In a post the other day I asked the question about soldering feeder wires to the rail.
One poster suggested I solder the feeder wire to the bottom of the rail joiners if the track has not already been put down. I would like to do this but was wondering about how to do it. This is my question:
If you solder the feeder wire to the bottom of the rail joiner and then lay the track, many suggest that the rail joiners should be soldered (except maybe at turnouts) for better electrical contacts.
Now if you heat the rail joiner to apply the solder so it flows into it, won’t you melt the solder that is holding the feeder wire in place below it and destroy that connection.
Maybe this won’t happen or maybe I’m misinterpreting how to do this. Does anyone have experience doing this?
I don’t know if this will help but I’m using atlas termianl joiners (wire is already soldered to the joiner) and then solder the joiner to the track. It seems to make the process easier.
I make my own “terminal joiners” and I have no problems with the wire coming off. I use foam roadbed, so the wire is actually pressed fairly well against the bottom of the joiner. If the solder melts, it then cools again with the wire still in place.
The Atlas ones would have the same problem, if there were to be a problem. They might actually be worse, because they use a very thin wire which wouldn’t be pressed up as tightly as the roadbed. I make my own because I’d rather spend my money on something I can see, like engines and rolling stock, than on the overpriced Atlas terminal joiners.
I do the same thing. It is easy to make your own joiner. You can also use a larger gauge wire than Atlas does and use whatever color you want. I do not solder my track together. I would think you could wedge something under it while you solder so the wire is held tight if you are concerned about it coming apart.
The bottom of the railjoiner is actually the underside of the railjoiner. It should not be neccessary (in terms of electrical reliability) to also solder the rails together since each rail will receive power from two railjoiners at either end. This would be a good metheod to use around your turnouts where it might be necessary to replace them at a later date.
Operational reliability can be achieved by soldering the rails together to avoid gaps and misalignments. In this case, drill a hole in the middle of the bottom of the railjoiner so that the feeder wire can be fed through it just enough to reach the top of the rail head. Assemble the track and solder the joint with the feeder wire between the rails.
When the solder cools, the bulge can be filed down to create a smoothe joint. This gives you both a bullet proof and invisible connection.

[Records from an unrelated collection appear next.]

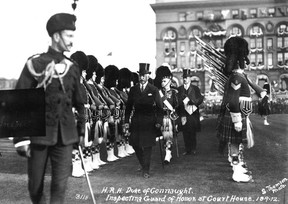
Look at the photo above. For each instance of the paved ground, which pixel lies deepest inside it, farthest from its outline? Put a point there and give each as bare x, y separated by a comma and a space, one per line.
205, 178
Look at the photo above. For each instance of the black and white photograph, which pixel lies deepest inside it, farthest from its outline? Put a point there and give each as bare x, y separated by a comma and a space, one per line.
144, 101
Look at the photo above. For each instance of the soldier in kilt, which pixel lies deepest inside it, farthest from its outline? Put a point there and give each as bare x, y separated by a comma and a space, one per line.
234, 126
108, 124
96, 131
264, 103
169, 99
124, 83
111, 80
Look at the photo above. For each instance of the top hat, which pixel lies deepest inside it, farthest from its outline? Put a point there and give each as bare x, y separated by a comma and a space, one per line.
59, 22
144, 68
81, 59
187, 73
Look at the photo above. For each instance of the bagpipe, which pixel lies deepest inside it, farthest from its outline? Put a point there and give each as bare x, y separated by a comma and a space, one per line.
214, 63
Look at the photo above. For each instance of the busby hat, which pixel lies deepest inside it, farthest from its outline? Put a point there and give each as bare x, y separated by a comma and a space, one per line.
99, 73
236, 50
135, 78
59, 22
186, 73
125, 78
162, 72
81, 59
93, 63
111, 76
144, 68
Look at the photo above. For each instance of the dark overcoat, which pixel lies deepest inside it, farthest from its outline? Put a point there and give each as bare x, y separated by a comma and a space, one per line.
147, 111
62, 92
195, 98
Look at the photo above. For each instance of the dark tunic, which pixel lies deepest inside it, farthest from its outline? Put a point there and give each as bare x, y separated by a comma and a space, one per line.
236, 88
195, 98
147, 112
61, 94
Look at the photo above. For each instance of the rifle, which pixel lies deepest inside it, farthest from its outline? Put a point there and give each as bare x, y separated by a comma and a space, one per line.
86, 174
175, 136
159, 139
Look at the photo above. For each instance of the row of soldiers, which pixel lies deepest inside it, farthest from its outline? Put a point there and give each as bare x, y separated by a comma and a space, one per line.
105, 92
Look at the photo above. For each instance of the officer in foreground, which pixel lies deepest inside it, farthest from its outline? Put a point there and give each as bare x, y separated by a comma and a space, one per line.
145, 102
60, 78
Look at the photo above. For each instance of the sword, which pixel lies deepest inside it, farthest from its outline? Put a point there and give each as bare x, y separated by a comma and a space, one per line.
175, 137
86, 174
159, 139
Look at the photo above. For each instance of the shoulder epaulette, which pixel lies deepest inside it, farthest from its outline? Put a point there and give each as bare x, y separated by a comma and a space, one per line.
35, 56
174, 89
68, 58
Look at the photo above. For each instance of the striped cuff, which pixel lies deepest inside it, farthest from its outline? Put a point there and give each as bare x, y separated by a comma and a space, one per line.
236, 117
22, 143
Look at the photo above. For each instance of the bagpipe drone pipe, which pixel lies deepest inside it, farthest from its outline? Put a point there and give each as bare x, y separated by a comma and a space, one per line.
214, 63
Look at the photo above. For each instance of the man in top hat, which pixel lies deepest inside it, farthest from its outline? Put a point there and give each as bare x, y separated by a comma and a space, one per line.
264, 103
146, 119
189, 97
60, 78
169, 99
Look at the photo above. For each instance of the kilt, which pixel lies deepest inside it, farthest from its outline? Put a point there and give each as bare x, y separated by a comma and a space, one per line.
226, 131
264, 107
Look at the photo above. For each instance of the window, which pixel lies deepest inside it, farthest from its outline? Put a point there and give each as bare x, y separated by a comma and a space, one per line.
182, 16
192, 61
271, 12
259, 43
286, 42
279, 42
253, 43
235, 14
253, 13
282, 45
183, 62
193, 45
259, 59
218, 43
199, 15
253, 60
256, 45
195, 32
195, 81
170, 49
236, 31
280, 58
269, 43
182, 55
270, 59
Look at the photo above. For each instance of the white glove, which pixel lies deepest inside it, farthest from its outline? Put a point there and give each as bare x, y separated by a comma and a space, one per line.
238, 126
23, 148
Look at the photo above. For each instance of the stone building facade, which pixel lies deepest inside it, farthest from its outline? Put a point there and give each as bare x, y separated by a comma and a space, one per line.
263, 23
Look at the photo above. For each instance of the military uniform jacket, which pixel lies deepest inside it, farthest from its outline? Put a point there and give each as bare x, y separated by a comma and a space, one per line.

I have also used the Atlas joiner on part of my pike. I have had no trouble with the soldered wire coming loose when I have soldered the rail and joiners.
BTW, I now make my own for all the above stated reasons (heaver wire, color coded, price) and haven’t experienced a problem the home-made ones either.
Some time back, I asked this forum about soldering track sections…After reading the responses, I came to the conclusion that most soldering wasn’t necessary. Actually Leon addresses that question here too, making a great point regarding the need to solder the joints, if the joiner it self is powered.
Slightly better then half of my Sawyer Lumber Division is all soldered (bullet proof, one would suspect) and has caused a few problems with “warped” track on a long straight section and with a turnout. When it’s all soldered solid…Having to cut out a turnout (with rail nipper or cut off wheel) or a section of problem track is frustrating, and you’ll be paying the high price of labor too.
I no longer solder every joint and never solder any of my turnouts, allowing ease of R&R if and when needed and some expansion and contraction room too.
It should be mentioned that I use flextrack and the only exception to my NO SOLDER rule is on curves, where I do find it necessary to solder the sections together to assure a smooth, constant radius.